Milano città del cinema: film e registi

Rassegne dal 12 al 20. Piatto forte, tre giorni dedicati ai documentari

Sette giorni con il cinema. Scatta la seconda «Movieweek» milanese - in programma da venerdì al 20 - che, a differenza della prima edizione perde per strada qualche ruota importante. «Fuoricinema» ha cambiato periodo di programmazione e ha anticipato a giugno l'appuntamento, mentre il Festival del cinema sportivo ha fissato a cavallo tra ottobre e novembre le sue proiezioni.

In buona sostanza il piatto forte della kermesse è costituito da «Visioni dal mondo. Immagini dalla realtà», una tre giorni con il documentario d'autore e di attualità giunto al suo quinto anno di vita. Neuroscienze, giornalismo investigativo e fake news sono tre fra le tematiche più dibattute nelle opere in programma quest'anno, alle quali si aggiungono i diritti delle minoranze e delle donne, l'immigrazione e la globalizzazione.

Si parte giovedì sera alle 20,30 al teatro Litta con la proiezione di Human nature di Adam Bolt che indaga sui segreti del dna, oggi utilizzato anche per determinare discendenze e, in ambito giudiziario, perfino responsabilità e colpe.
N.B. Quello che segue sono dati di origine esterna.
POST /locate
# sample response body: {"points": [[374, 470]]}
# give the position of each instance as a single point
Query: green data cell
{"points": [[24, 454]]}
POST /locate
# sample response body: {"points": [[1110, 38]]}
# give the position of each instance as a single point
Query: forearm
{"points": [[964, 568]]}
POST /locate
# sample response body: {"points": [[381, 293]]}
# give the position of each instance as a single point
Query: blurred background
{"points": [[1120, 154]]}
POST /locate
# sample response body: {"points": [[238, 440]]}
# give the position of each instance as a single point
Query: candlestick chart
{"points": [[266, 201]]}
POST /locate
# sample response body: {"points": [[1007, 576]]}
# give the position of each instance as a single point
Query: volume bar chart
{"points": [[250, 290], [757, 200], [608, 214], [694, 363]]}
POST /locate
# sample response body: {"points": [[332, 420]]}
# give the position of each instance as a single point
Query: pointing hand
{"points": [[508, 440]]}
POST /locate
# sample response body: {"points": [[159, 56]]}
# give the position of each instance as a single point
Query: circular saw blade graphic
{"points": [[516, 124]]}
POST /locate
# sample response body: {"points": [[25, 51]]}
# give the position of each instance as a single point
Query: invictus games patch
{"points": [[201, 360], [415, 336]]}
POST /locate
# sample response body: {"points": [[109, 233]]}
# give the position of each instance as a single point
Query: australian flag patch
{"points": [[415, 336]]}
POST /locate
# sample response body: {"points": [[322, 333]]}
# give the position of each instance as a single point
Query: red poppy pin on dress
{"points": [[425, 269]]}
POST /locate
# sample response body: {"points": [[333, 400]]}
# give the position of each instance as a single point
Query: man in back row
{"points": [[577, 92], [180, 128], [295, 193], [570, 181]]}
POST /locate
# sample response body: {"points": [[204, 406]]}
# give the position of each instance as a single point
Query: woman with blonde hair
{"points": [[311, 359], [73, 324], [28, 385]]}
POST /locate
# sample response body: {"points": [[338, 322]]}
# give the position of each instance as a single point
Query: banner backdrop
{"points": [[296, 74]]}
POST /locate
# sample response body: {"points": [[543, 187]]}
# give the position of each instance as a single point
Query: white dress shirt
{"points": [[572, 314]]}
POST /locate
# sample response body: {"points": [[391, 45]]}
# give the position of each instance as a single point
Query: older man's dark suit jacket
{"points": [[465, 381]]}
Le serate, tutte gratuite previa iscrizione e prenotazione, si terranno in corso Magenta e nella sede del museo della scienza e della tecnologia. Trenta i titoli che scorreranno sugli schermi dal 12 a domenica, giorno dell'unica masterclass in programma «Dai santi ai fanti tra musica e cinema».

Non solo documentari, per quanto prestigiosi e ormai tradizionalmente piatto forte della settimana dedicata alla settima arte. «Movieweek» è anche re-visione e, in questa prospettiva, al Mic in viale Fulvio Testi, viene proposta «La sottile linea comica», una mini-rassegna che dura per tutta la durata della kermesse e ripropone classici del passato e nuove tendenze del web in tema di ironia e satira. L'ente dello spettacolo, in collaborazione con la Cei, ha allargato le iniziative alla periferia con il ciclo «9 registi per 9 film» e appuntamenti decentrati in cui un regista introdurrà la proiezione di un'opera insieme a un critico cinematografico. L'intento è anche quello di rendere il cinema alla portata dei giovani che desiderano intraprendere questa strada.

La Fondazione Prada presenta invece quattro serate con il cinema spagnolo e latino attraverso titoli distribuiti da Pedro e Agustin Almodovar tra i quali si segnalano La spina del diavolo del premio Oscar Guillermo Del Toro e il surreale ma splendido Storie pazzesche di Damian Szifron. Tra gli ospiti della Movieweek è atteso Benedikt Erlingsson, regista islandese de La donna elettrica che aveva ottenuto un soddisfacente successo di pubblico in occasione della sua uscita.

Lunedì sera la sede di Arianteo a Palazzo Reale proporrà un incontro con il milanese imbruttito cui seguirà la proiezione gratuita di Momenti di trascurabile felicità. E martedì la prima di Van Gogh e il Giappone.